This version for 14 instruments and vocal ensemble offers unusual opportunities for detailed interpretation on a chamber-music scale. The wide range of sound colours and nuances encourages a new perception of the original score of Johannes Brahms’ German Requiem very much in the spirit of Arnold Schoenberg’s Society for Private Musical Performances. The project draws upon insights generated by historically informed performances of the work.
“No lasting place?” Is it possible, or indeed legitimate, to “reduce” so mighty and significant a work? Courage and pedagogical concerns finally overcame the initial artistic misgivings. Prof. Walter Nußbaum fell in with the suggestion from his conducting class at Hanover Conservatory to reappraise the German Requiem with an approach modelled on the chamber arrangements of works by Mahler and Bruckner for Schoenberg’s Society for Private Musical Performances in Vienna.
The upshot of this one-term collaboration with students and other lecturers was a successful public performance, which later served as the basis for an improved version of the score and for the concerts with the ensembles of KlangForum Heidelberg in Kehl und Heidelberg in November 2016.
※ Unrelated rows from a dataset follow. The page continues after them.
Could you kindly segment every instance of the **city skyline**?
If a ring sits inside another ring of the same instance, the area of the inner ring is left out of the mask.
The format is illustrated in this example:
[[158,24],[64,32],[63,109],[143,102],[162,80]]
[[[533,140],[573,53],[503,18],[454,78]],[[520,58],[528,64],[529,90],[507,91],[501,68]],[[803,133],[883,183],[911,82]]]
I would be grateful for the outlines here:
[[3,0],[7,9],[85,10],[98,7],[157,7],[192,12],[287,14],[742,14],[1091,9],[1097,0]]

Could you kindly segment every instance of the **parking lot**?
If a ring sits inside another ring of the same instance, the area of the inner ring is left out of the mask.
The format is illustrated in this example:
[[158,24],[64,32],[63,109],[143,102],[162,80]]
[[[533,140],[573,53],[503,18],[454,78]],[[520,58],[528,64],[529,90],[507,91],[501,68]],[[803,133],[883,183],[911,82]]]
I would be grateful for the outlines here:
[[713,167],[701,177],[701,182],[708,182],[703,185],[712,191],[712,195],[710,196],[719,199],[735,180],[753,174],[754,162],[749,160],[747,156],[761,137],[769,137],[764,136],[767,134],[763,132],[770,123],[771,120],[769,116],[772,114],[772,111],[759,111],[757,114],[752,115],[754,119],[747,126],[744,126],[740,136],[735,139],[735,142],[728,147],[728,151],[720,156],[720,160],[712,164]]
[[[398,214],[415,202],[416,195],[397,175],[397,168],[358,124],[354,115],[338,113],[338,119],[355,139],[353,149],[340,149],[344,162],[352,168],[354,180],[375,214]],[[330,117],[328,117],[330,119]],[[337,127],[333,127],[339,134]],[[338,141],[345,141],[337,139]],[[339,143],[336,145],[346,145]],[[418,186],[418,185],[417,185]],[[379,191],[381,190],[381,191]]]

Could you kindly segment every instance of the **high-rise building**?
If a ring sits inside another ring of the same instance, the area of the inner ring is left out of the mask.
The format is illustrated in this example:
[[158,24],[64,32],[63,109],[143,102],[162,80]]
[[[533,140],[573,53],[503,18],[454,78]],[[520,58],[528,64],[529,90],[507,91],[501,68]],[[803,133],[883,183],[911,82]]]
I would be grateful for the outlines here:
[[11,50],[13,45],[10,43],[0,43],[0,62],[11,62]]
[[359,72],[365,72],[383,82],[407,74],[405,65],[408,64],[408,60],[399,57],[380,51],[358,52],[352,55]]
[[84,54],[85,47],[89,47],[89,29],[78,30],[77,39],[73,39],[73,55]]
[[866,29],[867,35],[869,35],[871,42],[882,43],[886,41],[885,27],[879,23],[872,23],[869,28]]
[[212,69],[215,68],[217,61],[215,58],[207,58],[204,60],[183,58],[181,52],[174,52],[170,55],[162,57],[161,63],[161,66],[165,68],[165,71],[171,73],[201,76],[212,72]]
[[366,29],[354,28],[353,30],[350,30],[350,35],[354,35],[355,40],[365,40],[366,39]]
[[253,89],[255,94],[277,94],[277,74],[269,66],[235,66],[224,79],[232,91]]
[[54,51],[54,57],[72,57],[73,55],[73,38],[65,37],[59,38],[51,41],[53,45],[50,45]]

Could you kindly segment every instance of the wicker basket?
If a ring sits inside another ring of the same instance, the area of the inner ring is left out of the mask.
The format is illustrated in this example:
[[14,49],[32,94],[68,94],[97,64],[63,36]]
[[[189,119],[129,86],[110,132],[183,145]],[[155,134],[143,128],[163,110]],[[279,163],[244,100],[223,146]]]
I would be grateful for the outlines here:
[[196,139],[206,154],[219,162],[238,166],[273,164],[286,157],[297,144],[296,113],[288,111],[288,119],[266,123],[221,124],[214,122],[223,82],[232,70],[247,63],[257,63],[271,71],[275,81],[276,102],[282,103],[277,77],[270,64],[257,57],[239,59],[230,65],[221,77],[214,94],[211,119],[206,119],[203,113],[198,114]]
At the first performance of this version in Kehl am Rhein – a purposely rural setting for the project - Walter Nußbaum opened the concert with György Ligeti’s Lux aeterna, following it up immediately with the first movement of the Requiem “Blessed are those that mourn”.
The project was supported by the Innovation Fund of Baden-Württemberg’s Ministry for Science, Research and the Arts.
A live recording of this chamber version of the Brahms Requiem is available on CD from KlangForum Heidelberg.